Marcie glimlachte en sloeg verrukt haar handen in elkaar. ‘Heel erg bedankt, mevrouw Grey. Ontzettend aardig van u.’ Ze had het lef om mijn moeder een knuffel te geven.

‘Ik mag doodvallen,’ mompelde ik.

‘Kijk uit met wat je zegt,’ zei Marcie honingzoet.

‘Kun je dit wel aan?’ vroeg ik aan mijn moeder. ‘Twee tienermeiden die elkaar in de haren vliegen, en nog het allerbelangrijkste: die één badkamer moeten delen?’

Tot mijn afschuw glimlachte mijn moeder. ‘Familie: de nieuwste extreme sport. Na school brengen we Marcies dozen naar boven, maken het gezellig voor haar en dan gaan we ergens een pizza eten. Nora, zou je Scott kunnen vragen om ons een handje te helpen? Een paar van die dozen zijn misschien wel erg zwaar.’

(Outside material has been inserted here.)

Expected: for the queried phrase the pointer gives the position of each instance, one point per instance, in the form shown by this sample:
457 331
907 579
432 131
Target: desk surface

‘Volgens mij repeteert Scott ’s woensdags met zijn band,’ loog ik. Ik wist maar al te goed dat Vee zou ontploffen als ze ontdekte dat ik Marcie en Scott had samengebracht in één kamer.

‘Ik zal het wel vragen,’ kwam Marcie tussenbeide. ‘Scott is echt een schatje. Ik zal hem wel overhalen om na de repetitie te komen. Vindt u het goed als ik hem vraag om ook mee pizza te gaan eten, mevrouw Grey?’

Hallo? Scott Parnell? Een schatje? Was ik de enige die hoorde hoe absurd dit allemaal klonk?

‘Natuurlijk,’ zei mijn moeder.

‘Ik ga douchen,’ zei ik als smoes om ertussenuit te kunnen knijpen. Ik had voor vandaag genoeg Marcie gehad en moest even bijkomen. Toen viel me een afgrijselijke gedachte in. Als Marcie hier kwam wonen, zou ik elke ochtend om zeven uur al een overdosis Marcie hebben.

‘O, Nora?’ riep mam voordat ik bij de trap was. ‘Gistermiddag stond er een berichtje van school op de telefoon. Weet jij waarom ze hebben gebeld?’

Ik verstijfde.

Marcie stond achter mijn moeder en vormde met haar mond het woord ‘gesnapt’; ze kon nauwelijks verbergen dat ze zich stond te verkneukelen.

‘Eh… ik wip vandaag wel even langs de administratie om te vragen wat er was,’ zei ik. ‘Het was waarschijnlijk gewoon een routinetelefoontje.’

‘Ja, waarschijnlijk,’ herhaalde Marcie met die arrogante grijns die ik nog het meest van alles haatte.